Die Wirtschaft stottert und dafür braucht es einen Sündenbock. Deshalb beginnt das neue Jahr mit Verdächtigungen und Schuldzuweisungen gegenüber Beschäftigten. Die Forderung des Allianz-Chefs Bäte nach Karenztagen – also kein oder weniger Lohn bei Krankmeldung – ist ebenso unverschämt wie unklug.
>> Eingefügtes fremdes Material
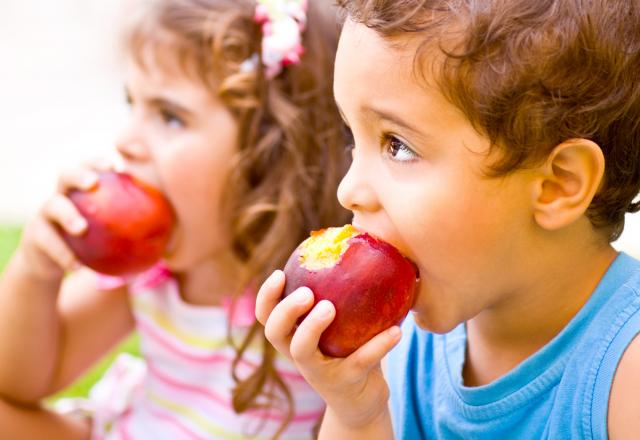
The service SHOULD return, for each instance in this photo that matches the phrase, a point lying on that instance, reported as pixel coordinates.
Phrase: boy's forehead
(372, 66)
Für seine Unterstellungen gibt es nämlich keinerlei Belege. Der scheinbar hohe Krankenstand beruht im Wesentlichen auf einem statistischen Effekt: Statt der bisherigen Zettelwirtschaft gibt es seit 2023 die elektronische Krankmeldung. Beschäftigte müssen sich nicht mehr mit Fieber und Husten zum Briefkasten schleppen, um den "gelben Schein" an ihre Krankenkasse zu senden – das haben nämlich nie alle Kranken geschafft. Durch das neue Verfahren werden jetzt erstmals 100 Prozent der Krankmeldungen erfasst. Die Zahl der Krankmeldungen steigt außerdem leicht durch Erkältungs- und Grippewellen und Corona-Infektionen.
Ohnehin ist es eine Schnapsidee, Beschäftigte unter Androhung finanzieller Einbußen krank an den Arbeitsplatz zu zwingen. Wer krank und arbeitsunfähig ist, gehört weder an die Werkbank noch ins Büro, er muss sich auskurieren. Das darf keine Frage des Geldbeutels sein. Sonst steigt für den einzelnen das Risiko, länger und ernsthafter zu erkranken und für die Kollegen die Gefahr, sich anzustecken. Auch das Unfall- und Fehlerrisiko steigt – das führt zu Produktivitätsverlusten und kommt die Unternehmen erst recht teuer zu stehen. Die Folgekosten von Präsentismus – also krank zu arbeiten – sind etwa doppelt so hoch wie die Kosten krankheitsbedingter Fehlzeiten.
Der Vorschlag des Konzernchefs ist auch aus einem anderen Grund perfide. Denn während er mit seinem Verdienst über 7 Millionen Euro pro Jahr in den Top Ten unter den bestbezahlten Dax-Chefs rangiert, sind unbezahlte Krankentage für viele Beschäftigte eine existenzielle Frage. Corona-Krise, Inflation und steigende Mieten haben ihre finanziellen Reserven aufgezehrt. Ein Karenztag schlägt mit fünf Prozent weniger Lohn richtig ins Kontor. Was Vorstandsvorsitzende und hoch dotierte Wissenschaftler nicht kratzen mag, ist für normale Beschäftigte nicht zu verkraften.
Wer wirklich will, dass Krankenstände sinken, sorgt für mehr Prävention, besseren Arbeits- und Gesundheitsschutz, gute Arbeitsbedingungen und altersgerechte Arbeitsplätze. Die Betriebe haben es selbst in der Hand.